Mid-afternoon last Tuesday, the first day of school for Queen’s students, fourth-year psychology student Simon Onorato suddenly received an email announcing that his developmental psycholinguistics seminar would be delivered remotely this semester.
“The [University] told us that courses would be in person,” Onorato wrote in a statement to YGK News. “The [developmental psycholinguistics] course was under ‘undergraduate,’ not ‘online undergraduate,’ so I assumed that it was going to be in person.”
According to Onorato, around 10 students are enrolled in the course.
“I am disappointed that the class moved online,” he wrote. “Queen’s advertised an in-person [school year], but it was not true for a number of students … I wish that Queen’s, specifically the [psychology] department, was more direct and clear with the information provided during course enrollment.”
“Since I am from Italy, I only stayed in Kingston because I thought all courses would be in person.

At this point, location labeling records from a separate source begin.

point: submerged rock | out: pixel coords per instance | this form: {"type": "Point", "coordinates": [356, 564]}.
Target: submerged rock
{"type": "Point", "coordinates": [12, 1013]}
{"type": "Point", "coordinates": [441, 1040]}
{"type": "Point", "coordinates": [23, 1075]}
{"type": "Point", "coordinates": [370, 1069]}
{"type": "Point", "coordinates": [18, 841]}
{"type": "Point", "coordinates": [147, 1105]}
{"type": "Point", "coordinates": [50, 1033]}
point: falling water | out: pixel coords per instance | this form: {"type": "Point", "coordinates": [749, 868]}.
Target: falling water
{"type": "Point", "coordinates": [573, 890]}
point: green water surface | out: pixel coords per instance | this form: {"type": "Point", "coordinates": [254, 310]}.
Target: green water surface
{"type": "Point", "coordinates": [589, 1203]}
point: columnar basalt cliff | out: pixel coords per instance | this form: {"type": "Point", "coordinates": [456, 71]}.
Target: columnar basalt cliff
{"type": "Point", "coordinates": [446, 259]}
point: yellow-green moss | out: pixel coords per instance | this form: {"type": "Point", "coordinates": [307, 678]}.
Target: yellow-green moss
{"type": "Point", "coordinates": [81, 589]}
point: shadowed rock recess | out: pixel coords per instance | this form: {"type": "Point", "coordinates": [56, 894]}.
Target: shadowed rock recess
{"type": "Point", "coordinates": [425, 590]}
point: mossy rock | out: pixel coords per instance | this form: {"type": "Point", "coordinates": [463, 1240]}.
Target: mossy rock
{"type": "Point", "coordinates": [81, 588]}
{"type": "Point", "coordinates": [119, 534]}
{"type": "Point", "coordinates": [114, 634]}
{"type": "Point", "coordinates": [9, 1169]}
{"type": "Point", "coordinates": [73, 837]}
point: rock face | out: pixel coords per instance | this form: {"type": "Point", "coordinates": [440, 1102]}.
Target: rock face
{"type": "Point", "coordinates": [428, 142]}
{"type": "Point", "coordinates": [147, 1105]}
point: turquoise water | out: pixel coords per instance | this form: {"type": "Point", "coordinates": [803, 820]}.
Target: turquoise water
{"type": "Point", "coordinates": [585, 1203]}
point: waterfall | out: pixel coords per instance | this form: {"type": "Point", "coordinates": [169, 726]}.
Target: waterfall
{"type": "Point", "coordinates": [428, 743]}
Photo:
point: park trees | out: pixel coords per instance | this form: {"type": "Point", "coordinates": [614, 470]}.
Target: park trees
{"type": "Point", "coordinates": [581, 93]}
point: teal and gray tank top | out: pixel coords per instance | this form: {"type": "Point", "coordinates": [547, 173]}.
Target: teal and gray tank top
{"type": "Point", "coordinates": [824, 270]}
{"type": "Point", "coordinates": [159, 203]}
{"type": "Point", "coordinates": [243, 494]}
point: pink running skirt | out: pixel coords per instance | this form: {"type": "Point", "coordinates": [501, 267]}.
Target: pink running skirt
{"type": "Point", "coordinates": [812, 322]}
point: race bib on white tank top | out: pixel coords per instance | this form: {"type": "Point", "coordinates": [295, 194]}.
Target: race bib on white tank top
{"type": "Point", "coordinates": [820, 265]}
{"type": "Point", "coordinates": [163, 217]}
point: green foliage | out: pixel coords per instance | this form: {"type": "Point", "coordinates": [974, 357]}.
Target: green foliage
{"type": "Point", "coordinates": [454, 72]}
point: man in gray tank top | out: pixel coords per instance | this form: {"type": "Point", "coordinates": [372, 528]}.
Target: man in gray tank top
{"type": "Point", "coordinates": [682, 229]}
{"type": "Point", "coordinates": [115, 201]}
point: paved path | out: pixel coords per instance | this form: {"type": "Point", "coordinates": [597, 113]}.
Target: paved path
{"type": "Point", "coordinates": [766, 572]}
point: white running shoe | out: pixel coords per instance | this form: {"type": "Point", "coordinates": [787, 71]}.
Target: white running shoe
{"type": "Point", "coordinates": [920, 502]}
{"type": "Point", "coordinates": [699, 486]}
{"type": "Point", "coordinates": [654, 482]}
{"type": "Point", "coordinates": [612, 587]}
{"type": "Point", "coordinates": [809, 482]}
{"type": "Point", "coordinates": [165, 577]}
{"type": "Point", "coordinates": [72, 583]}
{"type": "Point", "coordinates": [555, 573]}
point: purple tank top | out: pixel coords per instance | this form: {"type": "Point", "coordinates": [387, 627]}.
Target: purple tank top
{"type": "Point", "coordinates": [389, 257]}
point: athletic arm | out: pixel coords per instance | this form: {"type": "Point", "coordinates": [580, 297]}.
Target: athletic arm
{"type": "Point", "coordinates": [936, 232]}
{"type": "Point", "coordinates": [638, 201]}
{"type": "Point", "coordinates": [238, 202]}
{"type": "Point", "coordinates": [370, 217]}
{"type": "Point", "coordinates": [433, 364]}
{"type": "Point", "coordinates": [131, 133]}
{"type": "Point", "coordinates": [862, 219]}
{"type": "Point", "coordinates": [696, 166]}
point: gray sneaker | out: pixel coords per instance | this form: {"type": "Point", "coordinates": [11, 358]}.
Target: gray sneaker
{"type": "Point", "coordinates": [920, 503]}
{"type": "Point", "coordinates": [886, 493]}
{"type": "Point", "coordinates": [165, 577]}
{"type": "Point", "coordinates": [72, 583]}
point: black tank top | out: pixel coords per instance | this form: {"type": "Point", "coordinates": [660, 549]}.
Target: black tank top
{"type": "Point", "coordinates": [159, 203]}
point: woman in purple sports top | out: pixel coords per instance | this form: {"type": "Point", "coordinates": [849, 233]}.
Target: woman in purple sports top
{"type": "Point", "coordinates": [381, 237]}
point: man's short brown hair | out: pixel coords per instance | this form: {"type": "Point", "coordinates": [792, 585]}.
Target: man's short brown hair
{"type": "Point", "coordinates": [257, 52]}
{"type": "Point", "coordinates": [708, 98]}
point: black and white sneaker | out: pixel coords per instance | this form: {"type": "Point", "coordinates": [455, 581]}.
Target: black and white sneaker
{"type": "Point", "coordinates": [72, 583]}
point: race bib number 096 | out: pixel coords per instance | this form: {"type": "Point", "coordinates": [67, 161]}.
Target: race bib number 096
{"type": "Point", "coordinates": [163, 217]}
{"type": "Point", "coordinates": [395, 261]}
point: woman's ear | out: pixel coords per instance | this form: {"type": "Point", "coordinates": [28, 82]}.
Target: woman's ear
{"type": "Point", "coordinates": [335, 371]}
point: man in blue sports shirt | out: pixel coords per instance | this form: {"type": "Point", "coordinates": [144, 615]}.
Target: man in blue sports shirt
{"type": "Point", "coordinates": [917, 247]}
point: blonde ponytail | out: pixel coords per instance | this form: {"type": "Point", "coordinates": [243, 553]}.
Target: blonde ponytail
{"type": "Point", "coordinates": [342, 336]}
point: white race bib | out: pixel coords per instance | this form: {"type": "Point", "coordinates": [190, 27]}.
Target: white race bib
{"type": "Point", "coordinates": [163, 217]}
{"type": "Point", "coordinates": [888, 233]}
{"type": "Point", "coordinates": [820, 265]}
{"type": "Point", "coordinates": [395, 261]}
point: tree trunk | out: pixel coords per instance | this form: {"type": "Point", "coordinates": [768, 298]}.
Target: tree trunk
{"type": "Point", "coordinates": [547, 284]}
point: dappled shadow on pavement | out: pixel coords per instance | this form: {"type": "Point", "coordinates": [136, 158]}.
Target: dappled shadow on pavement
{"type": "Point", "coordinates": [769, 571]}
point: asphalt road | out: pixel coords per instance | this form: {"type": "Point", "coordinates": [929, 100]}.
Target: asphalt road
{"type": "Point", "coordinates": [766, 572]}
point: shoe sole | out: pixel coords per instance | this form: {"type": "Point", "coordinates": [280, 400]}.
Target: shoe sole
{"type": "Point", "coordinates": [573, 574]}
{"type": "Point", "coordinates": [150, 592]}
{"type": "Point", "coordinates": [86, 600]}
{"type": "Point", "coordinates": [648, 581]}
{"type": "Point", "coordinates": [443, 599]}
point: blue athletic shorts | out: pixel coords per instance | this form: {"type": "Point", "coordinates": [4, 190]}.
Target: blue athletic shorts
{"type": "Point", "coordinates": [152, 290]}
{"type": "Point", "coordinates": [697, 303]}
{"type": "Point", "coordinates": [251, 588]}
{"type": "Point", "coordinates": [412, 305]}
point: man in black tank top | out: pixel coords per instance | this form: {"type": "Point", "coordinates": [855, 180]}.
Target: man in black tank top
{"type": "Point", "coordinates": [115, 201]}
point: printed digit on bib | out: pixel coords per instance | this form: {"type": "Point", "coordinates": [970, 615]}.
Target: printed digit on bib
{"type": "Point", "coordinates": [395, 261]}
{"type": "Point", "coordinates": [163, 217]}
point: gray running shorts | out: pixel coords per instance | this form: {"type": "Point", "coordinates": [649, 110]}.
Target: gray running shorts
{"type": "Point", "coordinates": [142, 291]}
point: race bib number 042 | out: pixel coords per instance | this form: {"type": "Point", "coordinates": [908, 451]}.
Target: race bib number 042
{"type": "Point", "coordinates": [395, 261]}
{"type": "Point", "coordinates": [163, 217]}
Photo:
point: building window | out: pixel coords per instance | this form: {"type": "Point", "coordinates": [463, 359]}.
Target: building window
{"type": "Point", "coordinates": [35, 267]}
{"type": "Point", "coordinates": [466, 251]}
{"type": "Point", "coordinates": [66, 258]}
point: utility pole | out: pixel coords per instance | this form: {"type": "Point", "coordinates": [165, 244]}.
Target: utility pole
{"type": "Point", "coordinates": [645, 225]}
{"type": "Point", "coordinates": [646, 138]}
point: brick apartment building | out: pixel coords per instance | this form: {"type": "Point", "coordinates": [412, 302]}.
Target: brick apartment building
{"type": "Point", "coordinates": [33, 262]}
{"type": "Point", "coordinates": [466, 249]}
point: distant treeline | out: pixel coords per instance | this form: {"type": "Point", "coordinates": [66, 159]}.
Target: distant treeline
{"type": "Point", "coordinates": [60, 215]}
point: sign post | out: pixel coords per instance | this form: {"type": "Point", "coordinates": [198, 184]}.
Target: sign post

I [wish] that we were given an accurate representation of what the [fall semester] would be like.”
Onorato isn’t the only student disappointed by the sudden move of courses online.
Michelle*, a fifth-year concurrent education student majoring in global development, shared similar frustrations with YGK News.
Michelle had been told by the University and academic advisors that courses would be “completely in-person”, but over Labour Day weekend, three of her four in-person courses were moved online.
According to Michelle, two of the three courses, both taught by the global development department, were moved online for the semester, while the third, a con-ed requisite, will undergo reevaluation at the end of September.
“None of my classes gave any reason for changing our mode of instruction,” she told YGK News. “My [con-ed requisite] has around 70 students … I understand this large of a class may need to be placed online, [but] when other courses of 100+ students have in-person lectures on campus, this can’t be an adequate reason.”
Michelle’s two global development courses had 15 students in one and 80 in the other.
“I am both frustrated and confused,” Michelle wrote. “I am not an online learner and was hopeful and excited for in-person classes. The little to no time to prepare [for online learning] was uncalled for. The [University] had the entire summer to plan, and students got less than a weekend.”
“I want to know how these students who have the majority if not all of their course placed online will be compensated,” she added. “We are not using the school facilities, [yet] paying full tuition as if we are. We are stuck in leases and have to pay rent when we could be living at home for free.”
According to an email from the Faculty of Arts and Science, some courses were moved online last minute because “the instructor [had] requested to teach remotely undergrounds covered by the Ontario Human Rights code.”
*Michelle is a pseudonym requested by the interviewee.